Par ailleurs, outre l'adoption de deux amendements rédactionnels , votre commission considère qu'une amélioration de fond semble pouvoir être apportée à cet article. Celle-ci consiste en une précision introduite par un amendement indiquant, au premier alinéa du III de l'article L. 542-1-1, que les prescriptions du plan juridiquement opposables sont celles qui seront contenues dans le décret pris pour son application. Il pourrait en effet s'avérer dangereux d'ouvrir la possibilité de recours contentieux ayant pour base le respect d'un document de plus de 150 pages, comme c'est le cas de l'actuel projet de PNGDR.
Est par ailleurs préconisée l'adoption de deux amendements de clarification visant à distinguer les dispositions relatives, d'une part, à la périodicité et à la publicité, et, d'autre part, à la responsabilité de l'établissement du plan national. Il est notamment proposé de faire figurer l'obligation de transmission au Parlement du plan, actuellement prévue par l'article 18 du projet de loi dans un article L. 542-15 du code de l'environnement, directement à l'article L. 542-1-1 par souci de logique et de lisibilité.
Enfin, votre commission s'est interrogée sur l'opportunité de rétablir la rédaction proposée par le projet de loi initial pour le deuxième aliéna (1°) du III de l'article 542-1-1, aux termes duquel la réduction de la quantité et de la nocivité des déchets radioactifs est recherchée notamment par le traitement ou le conditionnement des combustibles usés et des déchets radioactifs. La suppression du mot notamment réalisée par l'Assemblée nationale pourrait avoir pour inconvénient de rendre le traitement obligatoire, alors qu'il n'est pas envisageable pour certains combustibles comme ceux des sous-marins nucléaires ou des réacteurs de recherche.
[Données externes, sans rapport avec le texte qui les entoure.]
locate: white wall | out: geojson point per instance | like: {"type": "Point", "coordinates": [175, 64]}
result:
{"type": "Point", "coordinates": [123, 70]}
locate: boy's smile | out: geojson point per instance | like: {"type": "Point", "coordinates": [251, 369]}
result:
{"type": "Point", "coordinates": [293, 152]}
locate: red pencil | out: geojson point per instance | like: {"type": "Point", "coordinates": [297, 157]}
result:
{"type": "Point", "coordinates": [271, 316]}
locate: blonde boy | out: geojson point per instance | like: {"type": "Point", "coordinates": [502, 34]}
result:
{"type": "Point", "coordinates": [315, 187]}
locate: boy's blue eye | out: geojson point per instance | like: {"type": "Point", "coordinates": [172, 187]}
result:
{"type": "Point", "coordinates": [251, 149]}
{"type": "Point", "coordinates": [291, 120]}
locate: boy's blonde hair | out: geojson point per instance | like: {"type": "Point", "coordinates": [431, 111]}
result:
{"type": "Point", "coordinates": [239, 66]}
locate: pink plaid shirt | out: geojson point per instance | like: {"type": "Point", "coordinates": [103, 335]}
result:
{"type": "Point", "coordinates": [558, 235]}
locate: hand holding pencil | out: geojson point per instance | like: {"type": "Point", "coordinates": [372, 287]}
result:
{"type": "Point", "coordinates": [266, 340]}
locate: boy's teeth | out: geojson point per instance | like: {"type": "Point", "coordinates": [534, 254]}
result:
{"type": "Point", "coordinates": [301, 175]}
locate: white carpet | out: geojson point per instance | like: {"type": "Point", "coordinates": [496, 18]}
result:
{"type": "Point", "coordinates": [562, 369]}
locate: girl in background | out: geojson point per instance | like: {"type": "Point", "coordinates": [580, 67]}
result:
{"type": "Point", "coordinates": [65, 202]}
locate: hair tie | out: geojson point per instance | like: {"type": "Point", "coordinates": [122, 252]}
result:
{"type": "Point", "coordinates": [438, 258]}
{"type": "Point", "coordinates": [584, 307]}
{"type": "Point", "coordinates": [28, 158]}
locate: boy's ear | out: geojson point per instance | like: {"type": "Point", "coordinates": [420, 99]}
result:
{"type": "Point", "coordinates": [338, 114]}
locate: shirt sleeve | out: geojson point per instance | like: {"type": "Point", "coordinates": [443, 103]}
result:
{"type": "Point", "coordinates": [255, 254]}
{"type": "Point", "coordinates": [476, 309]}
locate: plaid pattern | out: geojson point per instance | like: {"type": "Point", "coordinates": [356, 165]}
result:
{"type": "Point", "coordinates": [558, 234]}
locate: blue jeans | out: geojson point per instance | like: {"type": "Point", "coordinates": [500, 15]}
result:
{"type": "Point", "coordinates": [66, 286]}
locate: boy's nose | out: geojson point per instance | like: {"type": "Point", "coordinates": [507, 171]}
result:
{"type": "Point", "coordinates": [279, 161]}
L'objectif étant toutefois de maintenir le principe selon lequel le traitement des combustibles usés demeure la solution de référence en France, votre commission a pris la décision de ne pas trancher la question de cet amendement lors de sa réunion du 18 mai 2006 et de l'examiner lors de sa prochaine réunion.
Votre commission vous propose d'adopter cet article ainsi modifié. |
* 51 Le plus récemment, dans le rapport n° 250 (2004-2005) sur l'état d'avancement et les perspectives des recherches sur la gestion des déchets radioactifs, déposé le 16 mars 2005.